A toolkit used within the PyBox project
Project description
Welcome to the pybox-toolkit guide!
This tutorial will guide you through how to define and use the pybox toolkit for building Jupyter notebooks compatible with the pybox website.
Please note that it's not fully meant to be used as a template, instead open up a notebook along side it and copy over code snippets that you find useful and want to modify.
Step 1: Installing libraries
You only need to install required libraries when you're running the notebooks locally (e.g. on your own computer).
The only required library is the toolkit library, which you'll use to write your formula. You can install it by running the following command in your terminal:
pip install pybox-toolkit
You can also install the library from within the Jupyter notebook, by adding the following line into a code cell:
%pip install pybox-toolkit
Please only install the libraries on the list below, as they are guaranteed to be present within the website environment as well. Any other python packages, apart from the standard library, may not be available when running in the website.
List of available libraries
Below are some of the main libraries you might end up using. For a more comprehensive list, visit: https://pyodide.org/en/stable/usage/packages-in-pyodide.html.
Step 2: Importing libraries
Import required libraries.
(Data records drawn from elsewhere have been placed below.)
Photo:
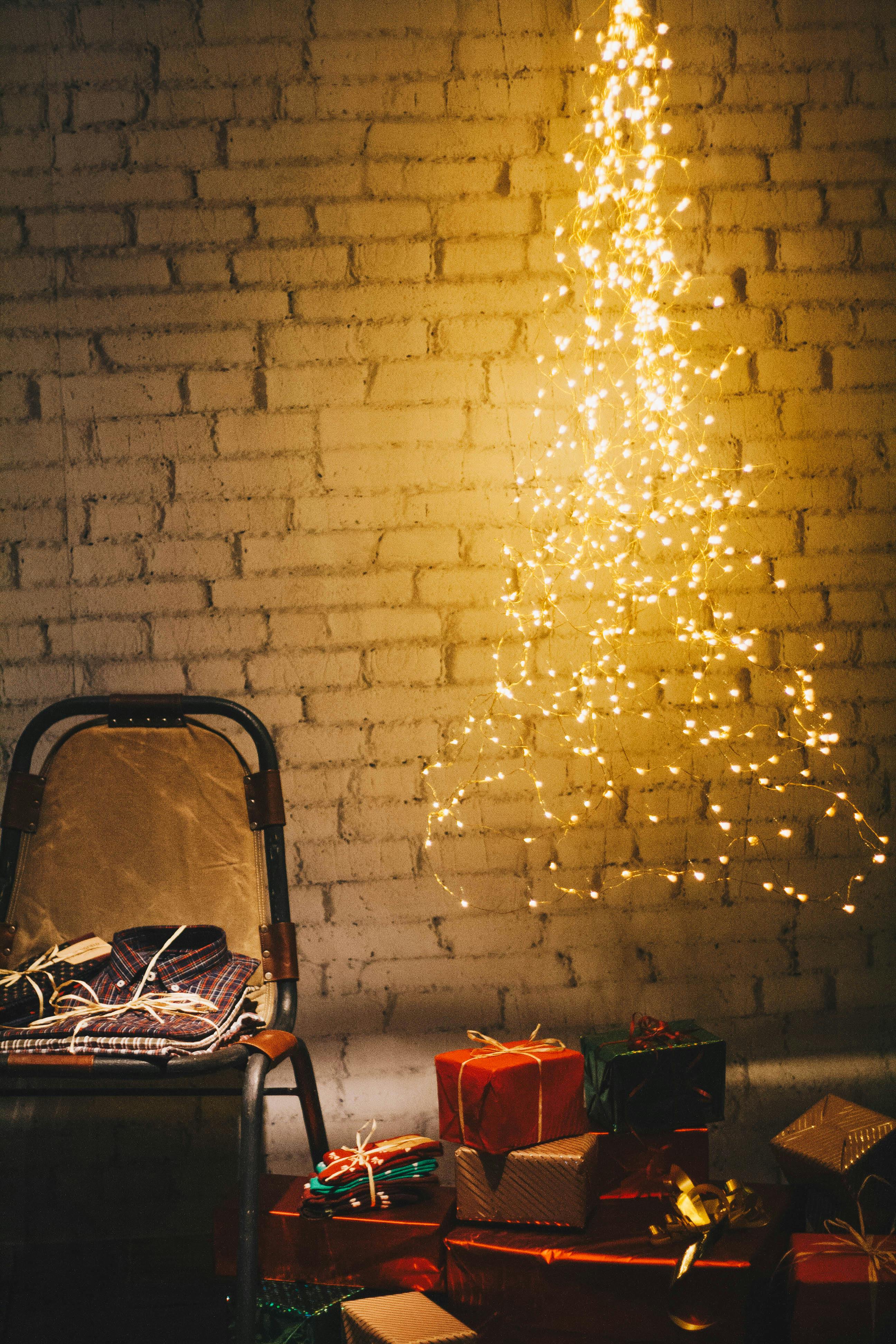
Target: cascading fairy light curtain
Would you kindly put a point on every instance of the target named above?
(640, 728)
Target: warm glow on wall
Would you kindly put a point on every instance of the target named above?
(641, 725)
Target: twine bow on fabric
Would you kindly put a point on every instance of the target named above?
(165, 1005)
(532, 1049)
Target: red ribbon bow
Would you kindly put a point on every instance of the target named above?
(647, 1033)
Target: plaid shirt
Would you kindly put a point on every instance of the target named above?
(198, 963)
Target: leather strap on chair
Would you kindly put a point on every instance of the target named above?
(146, 711)
(22, 804)
(265, 800)
(276, 1045)
(280, 956)
(21, 1060)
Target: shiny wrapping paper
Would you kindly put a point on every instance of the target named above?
(553, 1183)
(383, 1250)
(497, 1101)
(833, 1148)
(832, 1297)
(680, 1085)
(610, 1283)
(403, 1319)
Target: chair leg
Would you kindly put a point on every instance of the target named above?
(311, 1103)
(250, 1164)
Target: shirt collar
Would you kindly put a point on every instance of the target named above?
(198, 951)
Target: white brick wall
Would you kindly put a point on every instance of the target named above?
(272, 277)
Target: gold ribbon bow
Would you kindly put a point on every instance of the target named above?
(532, 1049)
(172, 1005)
(700, 1207)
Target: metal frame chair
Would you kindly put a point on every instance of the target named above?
(276, 1045)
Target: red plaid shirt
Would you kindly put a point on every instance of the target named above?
(197, 963)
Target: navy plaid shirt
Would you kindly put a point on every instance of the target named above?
(197, 963)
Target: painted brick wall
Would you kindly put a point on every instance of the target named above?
(272, 276)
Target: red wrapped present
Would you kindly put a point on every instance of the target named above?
(383, 1250)
(636, 1166)
(499, 1097)
(843, 1288)
(612, 1283)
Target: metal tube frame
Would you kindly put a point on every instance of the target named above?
(254, 1064)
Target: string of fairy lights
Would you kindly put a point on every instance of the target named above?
(640, 728)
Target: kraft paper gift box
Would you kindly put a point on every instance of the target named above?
(553, 1183)
(382, 1250)
(833, 1148)
(612, 1283)
(500, 1097)
(831, 1294)
(651, 1082)
(405, 1319)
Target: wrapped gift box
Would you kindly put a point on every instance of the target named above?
(833, 1148)
(512, 1097)
(832, 1299)
(678, 1085)
(633, 1166)
(382, 1250)
(403, 1319)
(612, 1283)
(550, 1183)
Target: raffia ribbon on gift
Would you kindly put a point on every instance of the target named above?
(532, 1049)
(56, 956)
(168, 1005)
(853, 1241)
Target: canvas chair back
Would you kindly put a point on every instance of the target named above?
(141, 826)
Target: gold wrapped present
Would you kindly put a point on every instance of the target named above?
(547, 1183)
(835, 1147)
(403, 1319)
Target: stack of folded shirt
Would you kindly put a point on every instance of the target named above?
(26, 992)
(160, 991)
(374, 1175)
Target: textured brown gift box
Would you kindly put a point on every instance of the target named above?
(383, 1250)
(833, 1147)
(610, 1283)
(553, 1183)
(403, 1319)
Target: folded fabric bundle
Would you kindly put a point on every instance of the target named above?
(26, 992)
(373, 1175)
(162, 991)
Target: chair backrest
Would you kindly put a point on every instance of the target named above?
(141, 826)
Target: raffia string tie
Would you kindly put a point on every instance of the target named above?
(172, 1005)
(363, 1154)
(532, 1050)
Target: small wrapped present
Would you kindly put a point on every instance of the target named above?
(655, 1076)
(612, 1283)
(383, 1250)
(843, 1288)
(637, 1166)
(405, 1319)
(499, 1097)
(550, 1183)
(833, 1150)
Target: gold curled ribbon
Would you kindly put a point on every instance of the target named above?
(530, 1049)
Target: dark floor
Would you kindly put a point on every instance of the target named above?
(131, 1292)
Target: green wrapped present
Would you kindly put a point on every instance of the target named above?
(301, 1314)
(653, 1077)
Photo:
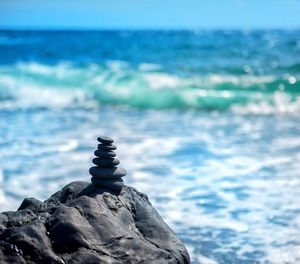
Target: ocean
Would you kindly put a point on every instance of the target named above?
(206, 123)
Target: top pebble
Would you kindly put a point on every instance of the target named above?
(105, 140)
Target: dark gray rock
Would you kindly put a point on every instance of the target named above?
(104, 154)
(107, 147)
(105, 140)
(111, 162)
(115, 185)
(107, 173)
(85, 224)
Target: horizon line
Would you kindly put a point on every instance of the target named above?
(32, 28)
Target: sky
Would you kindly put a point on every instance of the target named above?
(149, 14)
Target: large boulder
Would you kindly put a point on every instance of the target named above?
(85, 224)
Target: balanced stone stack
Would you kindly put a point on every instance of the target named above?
(106, 174)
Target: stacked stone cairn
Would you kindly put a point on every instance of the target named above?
(106, 174)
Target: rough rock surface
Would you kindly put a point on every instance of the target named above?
(85, 224)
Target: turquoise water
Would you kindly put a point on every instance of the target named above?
(206, 123)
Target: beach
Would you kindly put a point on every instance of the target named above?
(206, 122)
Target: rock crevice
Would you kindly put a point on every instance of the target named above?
(83, 223)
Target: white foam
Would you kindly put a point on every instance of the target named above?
(282, 103)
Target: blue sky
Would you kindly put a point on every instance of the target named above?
(149, 14)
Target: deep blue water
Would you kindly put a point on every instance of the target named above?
(206, 123)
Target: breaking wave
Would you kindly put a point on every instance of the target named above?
(147, 86)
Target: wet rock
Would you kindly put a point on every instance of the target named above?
(83, 223)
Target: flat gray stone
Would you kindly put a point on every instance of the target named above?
(104, 154)
(105, 140)
(107, 173)
(114, 185)
(107, 147)
(106, 162)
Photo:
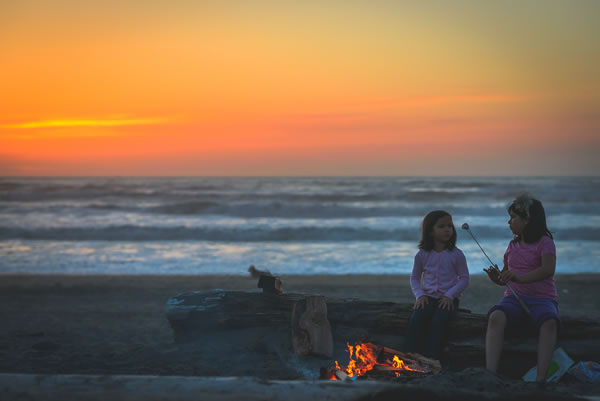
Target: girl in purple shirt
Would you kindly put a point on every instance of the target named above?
(439, 277)
(529, 265)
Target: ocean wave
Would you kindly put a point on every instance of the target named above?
(284, 234)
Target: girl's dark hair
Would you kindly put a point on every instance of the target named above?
(531, 209)
(426, 243)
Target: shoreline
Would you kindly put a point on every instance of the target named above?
(576, 294)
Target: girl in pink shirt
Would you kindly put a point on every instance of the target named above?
(439, 277)
(529, 265)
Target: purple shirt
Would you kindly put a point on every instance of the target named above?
(443, 274)
(523, 258)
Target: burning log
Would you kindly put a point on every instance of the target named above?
(412, 359)
(368, 359)
(311, 332)
(268, 282)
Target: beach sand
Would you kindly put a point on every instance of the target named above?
(116, 325)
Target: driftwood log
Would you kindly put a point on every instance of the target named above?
(194, 315)
(311, 332)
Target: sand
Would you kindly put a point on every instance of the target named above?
(116, 325)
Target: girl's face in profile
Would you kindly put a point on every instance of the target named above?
(516, 223)
(443, 229)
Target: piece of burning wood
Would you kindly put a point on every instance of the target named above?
(341, 375)
(311, 332)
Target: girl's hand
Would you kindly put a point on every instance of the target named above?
(446, 303)
(494, 275)
(421, 302)
(508, 275)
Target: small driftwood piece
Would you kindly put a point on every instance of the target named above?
(269, 283)
(197, 316)
(311, 332)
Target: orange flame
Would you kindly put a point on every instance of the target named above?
(363, 358)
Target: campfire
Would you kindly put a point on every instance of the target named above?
(368, 359)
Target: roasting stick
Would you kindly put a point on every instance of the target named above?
(494, 266)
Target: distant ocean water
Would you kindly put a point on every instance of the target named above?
(316, 225)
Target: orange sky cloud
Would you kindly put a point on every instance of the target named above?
(259, 88)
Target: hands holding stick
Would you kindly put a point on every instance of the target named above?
(497, 276)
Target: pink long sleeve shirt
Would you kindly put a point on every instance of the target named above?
(438, 274)
(524, 258)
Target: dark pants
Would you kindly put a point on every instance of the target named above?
(426, 329)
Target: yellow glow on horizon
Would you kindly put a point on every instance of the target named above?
(85, 123)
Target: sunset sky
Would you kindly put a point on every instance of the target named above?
(254, 87)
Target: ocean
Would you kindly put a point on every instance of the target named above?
(297, 225)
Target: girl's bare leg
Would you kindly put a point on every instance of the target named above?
(494, 339)
(546, 344)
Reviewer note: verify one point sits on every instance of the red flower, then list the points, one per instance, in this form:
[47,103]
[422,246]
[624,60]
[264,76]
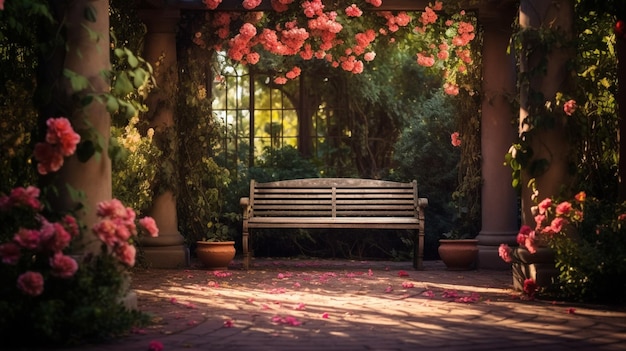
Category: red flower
[30,283]
[455,139]
[530,287]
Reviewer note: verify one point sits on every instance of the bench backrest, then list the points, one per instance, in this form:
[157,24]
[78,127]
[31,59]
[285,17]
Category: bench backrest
[334,197]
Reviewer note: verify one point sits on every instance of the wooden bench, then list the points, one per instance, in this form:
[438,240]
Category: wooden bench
[334,203]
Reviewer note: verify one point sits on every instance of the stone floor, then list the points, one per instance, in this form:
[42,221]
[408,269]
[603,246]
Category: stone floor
[357,305]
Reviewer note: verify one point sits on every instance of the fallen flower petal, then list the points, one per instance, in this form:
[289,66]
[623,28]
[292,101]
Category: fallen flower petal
[155,346]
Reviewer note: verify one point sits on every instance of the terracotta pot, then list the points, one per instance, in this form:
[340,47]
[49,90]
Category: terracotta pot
[458,254]
[215,255]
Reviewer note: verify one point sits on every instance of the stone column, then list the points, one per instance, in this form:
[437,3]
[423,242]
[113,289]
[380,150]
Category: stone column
[168,249]
[545,65]
[548,74]
[88,58]
[499,201]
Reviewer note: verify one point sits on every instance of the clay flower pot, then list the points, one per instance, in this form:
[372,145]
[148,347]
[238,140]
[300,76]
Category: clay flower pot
[458,254]
[215,254]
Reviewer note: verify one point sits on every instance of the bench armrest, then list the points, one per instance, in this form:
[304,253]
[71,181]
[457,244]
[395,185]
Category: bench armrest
[422,202]
[244,202]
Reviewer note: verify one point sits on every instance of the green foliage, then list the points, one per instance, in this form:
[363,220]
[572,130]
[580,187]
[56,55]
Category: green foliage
[75,311]
[592,260]
[424,153]
[281,164]
[134,158]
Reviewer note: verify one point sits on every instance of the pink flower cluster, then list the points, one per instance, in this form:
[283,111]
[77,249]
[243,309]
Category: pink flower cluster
[455,139]
[569,107]
[116,229]
[48,240]
[562,214]
[61,141]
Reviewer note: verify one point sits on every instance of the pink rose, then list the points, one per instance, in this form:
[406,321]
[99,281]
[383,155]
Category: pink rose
[126,254]
[28,238]
[504,251]
[149,224]
[544,205]
[60,240]
[557,224]
[10,253]
[455,139]
[30,283]
[569,107]
[563,208]
[63,266]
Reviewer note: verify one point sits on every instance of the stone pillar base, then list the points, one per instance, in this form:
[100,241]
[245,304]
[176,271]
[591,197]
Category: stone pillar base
[544,274]
[130,301]
[488,258]
[175,256]
[538,266]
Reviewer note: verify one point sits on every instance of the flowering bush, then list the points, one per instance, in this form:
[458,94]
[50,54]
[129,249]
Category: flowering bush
[51,289]
[588,238]
[298,31]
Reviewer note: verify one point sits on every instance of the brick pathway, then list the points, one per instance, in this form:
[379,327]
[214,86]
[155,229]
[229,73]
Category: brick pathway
[346,305]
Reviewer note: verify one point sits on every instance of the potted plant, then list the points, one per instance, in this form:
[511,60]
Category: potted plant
[457,251]
[217,249]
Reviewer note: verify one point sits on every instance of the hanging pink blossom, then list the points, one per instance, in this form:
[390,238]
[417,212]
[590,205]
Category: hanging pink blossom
[455,139]
[149,224]
[28,238]
[10,253]
[569,107]
[251,4]
[30,283]
[504,251]
[155,345]
[63,266]
[424,60]
[451,89]
[212,4]
[353,11]
[48,158]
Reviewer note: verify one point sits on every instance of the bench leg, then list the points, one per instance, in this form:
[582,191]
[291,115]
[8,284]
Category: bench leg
[418,251]
[246,247]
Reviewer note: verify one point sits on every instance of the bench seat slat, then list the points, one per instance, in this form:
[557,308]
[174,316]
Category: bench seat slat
[330,203]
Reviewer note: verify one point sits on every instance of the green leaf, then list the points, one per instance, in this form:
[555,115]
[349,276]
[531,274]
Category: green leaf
[122,85]
[139,77]
[112,104]
[77,81]
[85,150]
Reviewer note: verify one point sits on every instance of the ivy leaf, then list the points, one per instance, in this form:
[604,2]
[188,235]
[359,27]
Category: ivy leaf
[112,105]
[132,60]
[77,81]
[122,86]
[85,150]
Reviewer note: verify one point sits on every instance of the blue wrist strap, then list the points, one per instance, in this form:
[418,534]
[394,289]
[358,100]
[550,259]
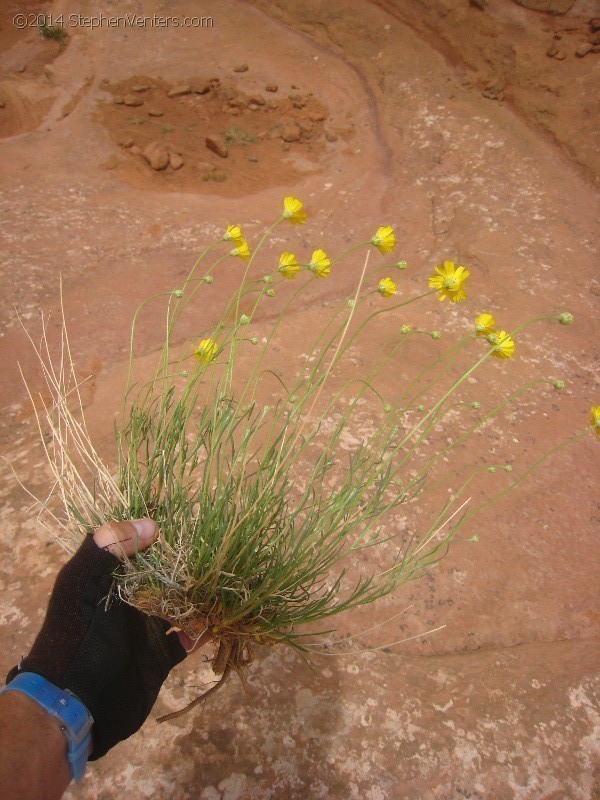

At the minimum, you need to import the toolkit
library, but you can also rely on sympy
or the python standard library.
The toolkit
library acts as the interface between your Jupyter notebook and the website. In addition, it also provides you with some convenient features, such as physical bounds checking, SI units, unit composition, etc, but these features will be discussed later as we encounter them.
# Required import for any formula
import toolkit
# Importing the Python math library (https://docs.python.org/3/library/math.html)
# We will use the library to obtain constants, such as `math.pi` and `math.e`
import math
# Inside of pure formulas, we need to use the math functions provided by sympy
# This is explained later on
from sympy import sin
Step 3: Using units
As the library is designed with engineering formulas in mind, it has support for units. You have three different options:
- stick to the SI units provided by the toolkit library
- create your own units
- create new units by composition of existing units
Using provided SI units
Available units in the library are:
- Meter
- Second
- Kilogram
- Ampere
- Kelvin
- Mole
- Candela
You can import them from the toolkit library using a simple import statement
# Replace "Meter" or "Kilogram" with your SI unit of choice
from toolkit.typing.si import Meter, Kilogram
Creating new units
If you can't find the unit you need in the list of available SI units, you can create your own unit types.
A unit at its core is a Python class with two fields:
units
: The unit symbol (e.g. "m" for meters)physical_range
(optional): Physical range in mathematical notation, e.g.(-inf, 59]
. Default value if not provided is(-inf, inf)
.
Your unit must extend from the Unit
base class, meaning that a new unit definition with name "Example" and symbol "x" can be implemented as follows:
from toolkit.typing import Unit
class Example(Unit):
""" Example unit """
units = "x"
physical_range = "(-inf, 59]"
Create units using composition
New units can also be created by composing unit classes using mathematical expressions. For example, let's say that we have unit "Meter" and unit "Second", and we want to create the unit for acceleration, meters over second squared.
Instead of creating a new class for this, we can just use composition as follows:
from toolkit.typing.si import Meter, Second
Acceleration = Meter / (Second ** 2)
Acceleration.units
Allowed mathematical operations on unit classes are multiplication, exponentiation and division. Addition, subtraction and other operations are not allowed.
The library will perform simplification on composed units, meaning that fractions will cancel themselves out if possible:
VelocityWithSimplification = (Meter * Meter) / (Second * Meter)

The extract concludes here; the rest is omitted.